Schauen Sie nach links: Diese wuchtige, dunkel glänzende Bronzegruppe… oben die hohe, verhüllte Gestalt, darunter eine Art wirbelnde Menschenmenge wie ein Schiffsrumpf, alles auf einem breiten Sockel aus Granit.
Dieses Denkmal ist, ganz ehrlich, eine kleine Meisterklasse darin, wie man einen historischen Groll in Metall gießt. 1889 stritt man heftig darüber, ob Jan Hus geehrt werden soll: ein reformorientierter Priester, der 1415 verbrannt wurde, weil er die Kirche herausforderte. Ein einflussreicher Gegner war Fürst Karel Schwarzenberg. Er beschimpfte Hus’ Anhänger öffentlich als „eine Bande von Räubern und Brandstiftern“. Die tschechische Öffentlichkeit nahm das… sagen wir: sportlich.

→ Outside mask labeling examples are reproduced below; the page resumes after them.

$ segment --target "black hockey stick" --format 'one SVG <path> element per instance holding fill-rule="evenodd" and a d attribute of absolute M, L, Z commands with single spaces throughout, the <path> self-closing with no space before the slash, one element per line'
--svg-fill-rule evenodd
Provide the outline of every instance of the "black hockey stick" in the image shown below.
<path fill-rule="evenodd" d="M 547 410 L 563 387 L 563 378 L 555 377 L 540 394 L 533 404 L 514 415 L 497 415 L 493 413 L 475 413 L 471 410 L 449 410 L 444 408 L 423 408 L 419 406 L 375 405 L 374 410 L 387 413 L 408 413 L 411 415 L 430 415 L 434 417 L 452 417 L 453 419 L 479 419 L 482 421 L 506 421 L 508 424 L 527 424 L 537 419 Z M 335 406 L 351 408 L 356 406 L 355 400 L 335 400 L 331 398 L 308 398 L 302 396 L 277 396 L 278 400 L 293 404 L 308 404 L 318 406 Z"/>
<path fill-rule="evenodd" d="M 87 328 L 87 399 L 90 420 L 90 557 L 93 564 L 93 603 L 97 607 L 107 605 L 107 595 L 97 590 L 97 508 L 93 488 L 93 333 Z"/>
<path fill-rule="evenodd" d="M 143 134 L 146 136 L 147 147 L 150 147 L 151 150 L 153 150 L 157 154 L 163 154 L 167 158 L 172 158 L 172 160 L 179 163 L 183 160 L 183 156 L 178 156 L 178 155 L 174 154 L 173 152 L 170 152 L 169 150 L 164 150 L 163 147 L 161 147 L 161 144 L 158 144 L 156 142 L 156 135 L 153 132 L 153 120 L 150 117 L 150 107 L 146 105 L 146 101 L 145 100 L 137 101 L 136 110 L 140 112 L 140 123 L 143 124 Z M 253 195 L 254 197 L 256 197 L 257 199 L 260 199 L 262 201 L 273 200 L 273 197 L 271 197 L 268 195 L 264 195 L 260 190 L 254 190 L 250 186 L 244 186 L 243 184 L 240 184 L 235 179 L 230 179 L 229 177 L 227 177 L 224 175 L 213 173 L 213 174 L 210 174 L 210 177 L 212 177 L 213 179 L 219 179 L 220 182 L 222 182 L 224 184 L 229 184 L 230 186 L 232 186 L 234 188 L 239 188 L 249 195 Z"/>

Statt einer unauffälligen Gedenktafel sammelte man Geld, um dieses riesige Jugendstil-Werk zu finanzieren, geschaffen vom Bildhauer Ladislav Šaloun. Ergebnis: Hus steht nicht irgendwo, sondern dominiert den wichtigsten Platz der Stadt.
Die Skulptur ist wie eine Erzählkarte der tschechischen Geschichte. Hus steht nicht allein; er wächst aus einem Meer von Menschen, das in zwei Gruppen geteilt ist. Zur Seite der Teynkirche hin - das ist die große gotische Kirche mit den spitzen Türmen gegenüber - stehen kämpferische, trotzige Gestalten. Die Teynkirche war im 15. Jahrhundert ein Zentrum der hussitischen Bewegung. Auf der anderen Seite hängen die Figuren erschöpft und gebeugt: das sind die besiegten Emigranten, die nach dem Scheitern des Aufstands im 17. Jahrhundert das Land verlassen mussten. Sie blicken in Richtung des Ortes, an dem 27 Adlige hingerichtet wurden. Hus in der Mitte schaut zur Kirche… als moralischer Fixpunkt.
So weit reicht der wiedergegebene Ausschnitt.